У тротуара во дворе Уитманов установили квадратный переносной навес, занявший большую часть тротуара – под ним съемочная группа могла спрятаться от солнца в перерывах между съемками. День был ясный и жаркий, небо – того оттенка, какой жители Северной Каролины называют каролинским голубым, хотя на самом деле он такой же голубой, как и везде; к тому же сочетание слов «каролинский» и «голубой» изначально не имело отношения к небу[20].
В состав съемочной группы входили оператор, рабочий-постановщик, директор, он же продюсер, стилист и визажист, а также еще три человека, суть работы которых мы не поняли. У них были микрофоны, и осветительные приборы, и кабели, и разные странные коробки, в которых лежало черт знает что.
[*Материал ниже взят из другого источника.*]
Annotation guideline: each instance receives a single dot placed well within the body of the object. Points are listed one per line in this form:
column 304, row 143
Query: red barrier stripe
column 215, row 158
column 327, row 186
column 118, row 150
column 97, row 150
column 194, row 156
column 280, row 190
Мы не знали, что за продукт должен рекламировать Брэд Уитман; ни этого продукта, ни Брэда нигде поблизости не было видно. Чтобы развлечься, мы решили делать ставки. Особенной популярностью пользовались вода, настоянная на чем-нибудь модном, и ледяной чай. Многие считали, что Брэд собирается рекламировать уличный ларек с едой, открывшийся в нескольких кварталах отсюда, на углу между Оак Ноллом и Хилл-Сайдом; на прошлой неделе еду из этого ларька дважды привозили в дом Уитманов. Может, ее заказывала Лотти, может, нет.